O ministro do Planejamento, Paulo Bernardo, confirmou nesta sexta-feira que os ministros de Estado não precisarão devolver seus cartões corporativos, que são pivô de escândalo que culminou na saída da ministra da Igualdade Racial, Matilde Ribeiro, e que acirra ânimos no Congresso Nacional em torno da instalação de uma Comissão Parlamentar de Inquérito.

— O que nós estamos recomendando é que nenhum ministro tenha o cartão no nome dele —, acrescentou o ministro.

Segundo Bernardo, o secretário-executivo da pasta, João Bernardo Bringel, enviou nesta sexta-feira “carta ofício” aos ministros, e autoridades do mesmo nível, sobre a “inconveniência do uso do cartão pela própria autoridade” para efetuar pagamento de despesas de serviços.

O ofício-circular número 52, com a recomendação do Ministério do Planejamento, se baseia, segundo o governo federal, no artigo 7º do Decreto 5.355/05, que diz que o Ministério do Planejamento poderá expedir normas complementares sobre o uso do Cartão de Pagamentos.

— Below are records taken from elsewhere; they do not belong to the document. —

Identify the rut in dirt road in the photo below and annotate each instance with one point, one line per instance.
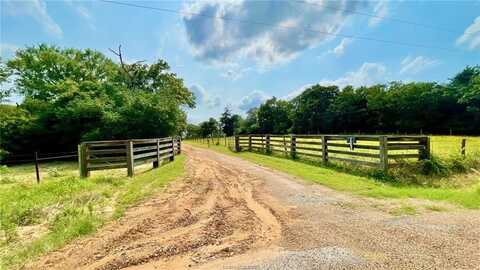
(215, 212)
(231, 214)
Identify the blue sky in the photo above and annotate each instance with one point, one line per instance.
(264, 48)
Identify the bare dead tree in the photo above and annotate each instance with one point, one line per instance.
(125, 67)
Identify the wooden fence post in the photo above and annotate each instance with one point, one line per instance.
(425, 152)
(157, 162)
(267, 144)
(130, 160)
(37, 170)
(250, 143)
(324, 149)
(83, 159)
(179, 145)
(172, 157)
(237, 143)
(293, 146)
(383, 153)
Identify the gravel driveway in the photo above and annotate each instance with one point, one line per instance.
(231, 214)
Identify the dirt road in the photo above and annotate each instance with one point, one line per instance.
(230, 214)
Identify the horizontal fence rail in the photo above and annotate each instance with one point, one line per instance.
(104, 155)
(379, 151)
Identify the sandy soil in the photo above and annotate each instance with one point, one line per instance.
(230, 214)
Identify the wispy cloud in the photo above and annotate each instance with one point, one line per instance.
(340, 49)
(203, 98)
(265, 32)
(36, 9)
(381, 11)
(253, 99)
(414, 65)
(7, 50)
(367, 74)
(471, 36)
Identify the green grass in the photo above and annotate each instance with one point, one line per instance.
(468, 197)
(64, 207)
(444, 146)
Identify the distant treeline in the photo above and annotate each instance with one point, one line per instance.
(73, 95)
(396, 107)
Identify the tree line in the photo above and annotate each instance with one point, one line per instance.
(71, 95)
(396, 107)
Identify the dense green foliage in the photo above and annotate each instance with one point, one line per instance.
(74, 95)
(396, 107)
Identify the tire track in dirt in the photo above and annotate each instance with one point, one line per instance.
(215, 212)
(228, 213)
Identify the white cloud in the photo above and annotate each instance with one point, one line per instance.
(265, 32)
(235, 73)
(254, 99)
(7, 50)
(203, 98)
(36, 9)
(340, 49)
(381, 11)
(298, 91)
(414, 65)
(83, 12)
(367, 74)
(471, 36)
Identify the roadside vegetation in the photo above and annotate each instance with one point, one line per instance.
(371, 183)
(37, 218)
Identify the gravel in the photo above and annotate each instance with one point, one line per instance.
(317, 258)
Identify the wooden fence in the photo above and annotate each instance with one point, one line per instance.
(366, 150)
(102, 155)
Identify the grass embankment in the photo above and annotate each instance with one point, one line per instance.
(35, 219)
(468, 197)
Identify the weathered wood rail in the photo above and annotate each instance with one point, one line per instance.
(103, 155)
(378, 151)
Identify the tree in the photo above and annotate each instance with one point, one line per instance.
(209, 128)
(74, 95)
(193, 131)
(5, 72)
(349, 110)
(310, 108)
(250, 124)
(466, 86)
(273, 116)
(227, 122)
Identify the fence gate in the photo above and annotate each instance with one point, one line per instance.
(103, 155)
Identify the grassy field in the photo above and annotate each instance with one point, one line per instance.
(35, 219)
(466, 196)
(444, 146)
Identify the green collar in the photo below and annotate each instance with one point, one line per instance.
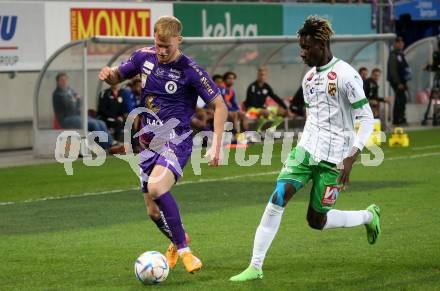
(330, 64)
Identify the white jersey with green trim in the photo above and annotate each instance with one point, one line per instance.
(334, 98)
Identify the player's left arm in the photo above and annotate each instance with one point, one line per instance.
(353, 89)
(220, 116)
(276, 98)
(211, 94)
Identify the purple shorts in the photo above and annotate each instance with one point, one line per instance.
(173, 157)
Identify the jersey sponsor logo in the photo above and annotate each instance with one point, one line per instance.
(149, 103)
(160, 72)
(332, 75)
(331, 194)
(174, 76)
(331, 89)
(194, 66)
(144, 80)
(171, 87)
(148, 65)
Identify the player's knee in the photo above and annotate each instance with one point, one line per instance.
(316, 220)
(154, 214)
(155, 190)
(282, 193)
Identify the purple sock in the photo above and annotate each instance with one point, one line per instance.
(162, 227)
(171, 219)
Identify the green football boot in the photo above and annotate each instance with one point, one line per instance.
(373, 228)
(251, 273)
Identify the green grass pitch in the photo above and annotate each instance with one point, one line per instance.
(91, 242)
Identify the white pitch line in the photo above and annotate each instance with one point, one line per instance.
(194, 182)
(425, 147)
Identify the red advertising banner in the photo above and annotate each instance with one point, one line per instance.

O anúncio do Ministério do Planejamento vem dois dias após a ministra-chefe da Casa Civil, Dilma Rousseff, afirmar que, para dar mais “transparência”, o governo estaria “tirando” o cartão dos ministros de Estado.

Segundo interlocutores do Palácio do Planalto, o argumento para a manutenção dos cartões dos ministros, apesar da “recomendação” pelo não uso, é que alguns deles, por razões próprias, podem entender que sua utilização se faz eventualmente necessária.